13 December 2017


The small town of Bideford is located on the North Devon coast near the mouth of the River Torridge. Since the reign of Queen Elizabeth I the local town council has opened its meetings with prayer. This long-established tradition is not unique to Bideford Town Council. In 2010 the Daily Mail newspaper surveyed 181 councils in England & Wales and found that 118 of them started their meetings with a prayer, of which nearly all were Christian.

Although the practice dates back to the 1600s, the Council has twice in recent years voted by majority decision to continue the practice of opening proceedings in prayer. The register of attendance was not taken until after the prayers had finished, and individual councillors were free, if they so wished, not to participate in the prayers. No councillor was obligated to take part against their wishes.

However a former councillor and an atheist campaign group, the National Secular Society, combined forces to take Bideford Council to court to outlaw the practice. The National Secular Society argued that the practice infringes the human rights of non-religious people.

In their legal submission the secularists put forward three main arguments: (1) that the prayers were discriminatory against atheist councillors, (2) that the prayers were a breach of human rights legislation, and (3) that the council had no lawful authority to hold prayers as part of its formal meetings.

In his ruling in February the judge, Mr Justice Ouseley, dismissed the claims that the saying of prayers was discriminatory or a breach of equality and human rights laws. However, sadly, he ruled that “The saying of prayers as part of the formal meeting of a Council is not lawful under Section 111 of the Local Government Act 1972, and there is no statutory power permitting the practice to continue”.

The Act does allow councils to do anything that “facilitates, or is conducive or is incidental” to a council’s functions, but Mr Justice Ouseley ruled that the saying of prayers at formal meetings does not fall within that provision.

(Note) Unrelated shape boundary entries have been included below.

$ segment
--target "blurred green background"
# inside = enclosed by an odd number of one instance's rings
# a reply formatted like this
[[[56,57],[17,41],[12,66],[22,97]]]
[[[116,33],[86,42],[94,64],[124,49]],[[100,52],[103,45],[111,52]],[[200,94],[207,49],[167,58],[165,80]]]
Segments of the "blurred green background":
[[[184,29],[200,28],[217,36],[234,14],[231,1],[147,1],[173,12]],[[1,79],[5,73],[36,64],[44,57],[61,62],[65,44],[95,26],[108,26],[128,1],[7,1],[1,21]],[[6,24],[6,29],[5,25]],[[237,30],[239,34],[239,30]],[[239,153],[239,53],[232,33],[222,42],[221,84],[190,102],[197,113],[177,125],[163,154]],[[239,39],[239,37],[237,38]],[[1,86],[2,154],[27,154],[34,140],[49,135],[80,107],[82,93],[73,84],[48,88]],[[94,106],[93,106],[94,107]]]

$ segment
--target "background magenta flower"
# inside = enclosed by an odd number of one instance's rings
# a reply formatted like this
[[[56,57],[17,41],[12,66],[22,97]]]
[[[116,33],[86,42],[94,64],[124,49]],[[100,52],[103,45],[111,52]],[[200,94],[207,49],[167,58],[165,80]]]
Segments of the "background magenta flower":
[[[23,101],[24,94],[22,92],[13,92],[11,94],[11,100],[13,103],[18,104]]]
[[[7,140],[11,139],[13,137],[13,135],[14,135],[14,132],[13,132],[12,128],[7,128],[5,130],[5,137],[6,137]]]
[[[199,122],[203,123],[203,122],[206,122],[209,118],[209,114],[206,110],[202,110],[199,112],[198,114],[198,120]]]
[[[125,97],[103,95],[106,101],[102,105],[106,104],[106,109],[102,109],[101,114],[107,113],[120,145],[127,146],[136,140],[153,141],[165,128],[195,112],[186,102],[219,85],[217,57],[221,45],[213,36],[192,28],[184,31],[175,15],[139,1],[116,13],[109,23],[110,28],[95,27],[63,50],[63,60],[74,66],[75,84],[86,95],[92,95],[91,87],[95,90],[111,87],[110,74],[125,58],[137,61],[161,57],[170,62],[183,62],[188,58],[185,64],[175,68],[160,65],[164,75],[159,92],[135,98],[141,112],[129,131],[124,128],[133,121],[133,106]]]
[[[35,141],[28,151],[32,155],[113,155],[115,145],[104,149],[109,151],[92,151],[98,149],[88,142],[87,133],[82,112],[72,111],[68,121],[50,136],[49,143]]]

If councillors are not compelled to pray, the judge reasoned, then prayers cannot be an essential part of a council’s functions and therefore should not be part of the formal council meeting.

Christian Institute spokesman, Simon Calvert, said: “it is extraordinary to rule that councils have no lawful authority to choose, if they so wish, to start their formal meetings with prayers. That is simply wrong. The logic of the ruling is that councils would also be going beyond the law if they took a vote and decided to start each formal council meeting with the national anthem. There is no way that Parliament, when it passed the Local Government Act 40 years ago, intended it to be used to outlaw prayers”.

“This case was brought by a campaign group that wants to drive Christianity out of public life, and the High Court has given them great encouragement to take matters further. It is high time Parliament put a stop to this assault upon our national heritage. What’s next? Will prayers at the cenotaph end up in court?”

The court’s decision has been widely criticised by elected politicians in the UK. Labour MP Chris Bryant branded the ruling ‘utterly preposterous’, and said that he would consider tabling a bill to oppose the ruling himself.

Conservative MP Tim Loughton said: “if you don’t like prayers at council meetings don’t go to them – simple. But don’t spoil it for the majority who do appreciate it”.

The Secretary of State for Local Government in England, Eric Pickles MP, disputed the ruling, affirming that “the right to worship is a fundamental and hard fought British liberty”. Within days he had fast-tracked new legislation which restores the right of local authorities to say prayers at official meetings if they wish to. The Government distributed a circular to all councils in England explaining the new legislation and declaring that Britain was “not strengthened by the secularisation of civil life”.

Atheist activists who pursue legal cases against local councils that democratically decide to open meetings with prayer are unlikely to have any qualms about taking cases against other manifestations of Christianity in public life.

Last year the National Secular Society published a report criticising the funding of hospital chaplains in the NHS. Faith-based schools and acts of Christian worship at school assemblies are often the subject of criticism by atheists in the public arena.

In I Timothy 2:1-4 Christians are called to pray for kings and all that are in authority. The reason given is so that Christians may be free to live lives that are quiet, peaceful, and godly, and free to share the gospel in public. Decisions taken by governments and law courts can make it easier or harder for Christians to live godly lives. The price of freedom is eternal vigilance.